All three of them started the work together. A left the work after 4 days and C left it some days before completion. The total time taken to complete the work is 46/5 days. Let the number of days that C worked for be D.

4*(1/10) + (46/5)*(1/20) + D*(1/30) = 1

=> 24 + 138/5 + 2*D = 60

=> D = 42/10

**The number of days C worked for is 4.2**

It is known that A can do a piece of work in 10 days, B can do it in 20 days and C in 30 days. In one day, A does 1/10 of the work, B does 1/20 of the work and does 1/30 of the work.

The three start together. A leaves after 4 days. In four days the amount of work completed is `4*(1/10 + 1/20 + 1/30)` . Let the number of days C worked for after the 4 days be X-4.

In the next X - 4 days, the amount of work done is `(X - 4)*(1/20 + 1/30)` . For a period 46/5 - X, only B was doing the work.

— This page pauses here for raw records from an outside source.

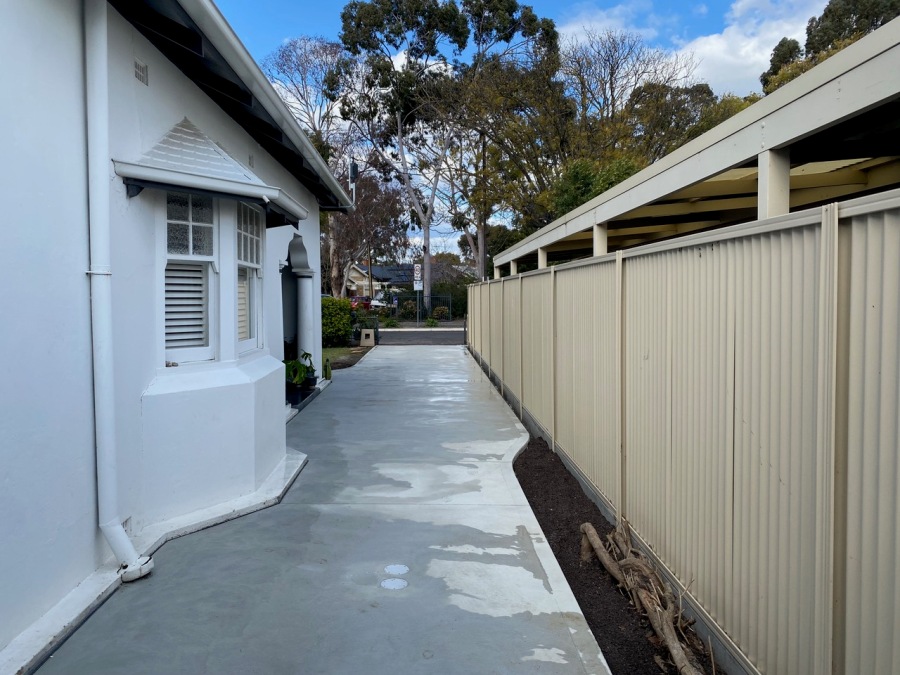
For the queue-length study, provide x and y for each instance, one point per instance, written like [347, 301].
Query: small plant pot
[292, 393]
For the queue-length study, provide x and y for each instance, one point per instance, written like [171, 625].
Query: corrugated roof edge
[866, 49]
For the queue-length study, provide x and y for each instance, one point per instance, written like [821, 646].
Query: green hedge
[336, 327]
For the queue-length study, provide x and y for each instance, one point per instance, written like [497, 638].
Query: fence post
[553, 359]
[620, 383]
[503, 337]
[521, 352]
[829, 602]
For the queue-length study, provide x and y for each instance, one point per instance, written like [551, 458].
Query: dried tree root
[590, 534]
[647, 589]
[661, 620]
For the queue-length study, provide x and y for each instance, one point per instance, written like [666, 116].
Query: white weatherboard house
[161, 212]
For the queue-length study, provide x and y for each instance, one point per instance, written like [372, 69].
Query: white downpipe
[133, 566]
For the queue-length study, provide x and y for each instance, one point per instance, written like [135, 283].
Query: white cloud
[731, 61]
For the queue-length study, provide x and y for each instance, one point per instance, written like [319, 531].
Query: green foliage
[408, 309]
[841, 23]
[583, 179]
[458, 292]
[336, 326]
[841, 20]
[662, 117]
[786, 52]
[789, 72]
[793, 70]
[297, 370]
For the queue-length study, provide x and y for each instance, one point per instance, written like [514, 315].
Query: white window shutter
[187, 303]
[244, 323]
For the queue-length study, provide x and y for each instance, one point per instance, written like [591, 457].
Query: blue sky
[731, 41]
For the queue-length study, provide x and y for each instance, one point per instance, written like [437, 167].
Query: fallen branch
[649, 593]
[661, 620]
[590, 534]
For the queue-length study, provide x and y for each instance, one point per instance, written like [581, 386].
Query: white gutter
[132, 566]
[229, 187]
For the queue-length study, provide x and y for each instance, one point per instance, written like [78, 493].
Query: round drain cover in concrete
[396, 569]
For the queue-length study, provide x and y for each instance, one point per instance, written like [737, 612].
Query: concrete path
[404, 546]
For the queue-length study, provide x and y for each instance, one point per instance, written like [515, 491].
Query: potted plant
[300, 377]
[309, 379]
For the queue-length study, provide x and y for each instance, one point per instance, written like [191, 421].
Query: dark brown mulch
[561, 507]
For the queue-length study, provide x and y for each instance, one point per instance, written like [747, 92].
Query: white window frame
[250, 256]
[209, 265]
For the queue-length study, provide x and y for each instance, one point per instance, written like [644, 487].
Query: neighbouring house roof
[186, 158]
[840, 123]
[392, 274]
[195, 37]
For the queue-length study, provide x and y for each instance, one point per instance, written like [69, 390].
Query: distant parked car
[363, 301]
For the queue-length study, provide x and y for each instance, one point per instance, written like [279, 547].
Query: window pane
[201, 209]
[176, 206]
[202, 240]
[178, 238]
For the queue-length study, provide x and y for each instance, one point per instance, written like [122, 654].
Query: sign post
[417, 287]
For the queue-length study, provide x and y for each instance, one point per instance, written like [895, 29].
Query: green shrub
[408, 309]
[336, 326]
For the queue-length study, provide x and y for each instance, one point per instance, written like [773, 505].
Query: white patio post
[600, 239]
[774, 197]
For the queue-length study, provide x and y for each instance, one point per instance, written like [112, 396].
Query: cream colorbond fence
[736, 397]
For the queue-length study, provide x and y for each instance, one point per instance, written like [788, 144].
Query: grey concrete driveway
[404, 546]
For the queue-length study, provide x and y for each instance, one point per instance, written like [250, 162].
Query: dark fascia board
[169, 28]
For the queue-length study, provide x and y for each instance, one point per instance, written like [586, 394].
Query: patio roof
[838, 125]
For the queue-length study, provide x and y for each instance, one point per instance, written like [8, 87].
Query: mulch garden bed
[561, 506]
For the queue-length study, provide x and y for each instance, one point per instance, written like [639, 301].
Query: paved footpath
[404, 546]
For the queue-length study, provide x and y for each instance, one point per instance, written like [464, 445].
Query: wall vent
[141, 72]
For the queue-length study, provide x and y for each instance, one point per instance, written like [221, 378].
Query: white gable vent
[141, 72]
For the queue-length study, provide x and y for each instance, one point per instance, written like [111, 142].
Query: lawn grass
[335, 352]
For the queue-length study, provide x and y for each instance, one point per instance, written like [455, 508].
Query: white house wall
[47, 485]
[197, 434]
[188, 437]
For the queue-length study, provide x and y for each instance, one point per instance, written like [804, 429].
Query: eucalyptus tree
[422, 99]
[298, 69]
[403, 45]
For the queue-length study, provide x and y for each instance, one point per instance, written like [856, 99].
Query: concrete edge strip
[28, 651]
[580, 633]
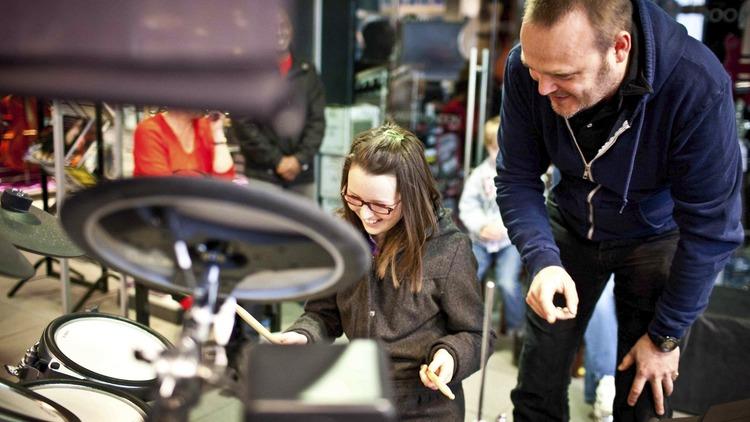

As the work is completed in 46/5 days we have:

`4*(1/10 + 1/20 + 1/30) + (X - 4)*(1/20 + 1/30) + (46/5 - X)*(1/20) = 1`

`11/15 + (X - 4)*(1/12) + (46/5 - X)*(1/20) = 1`

`(X - 4)*(1/12) + (46/5 - X)*(1/20) = 4/15`

`X*(1/30) + 19/150 = 4/15`

`X*(1/30) = 7/50`

`X = 210/50`

= 4.2

C worked for a total of 4.2 days.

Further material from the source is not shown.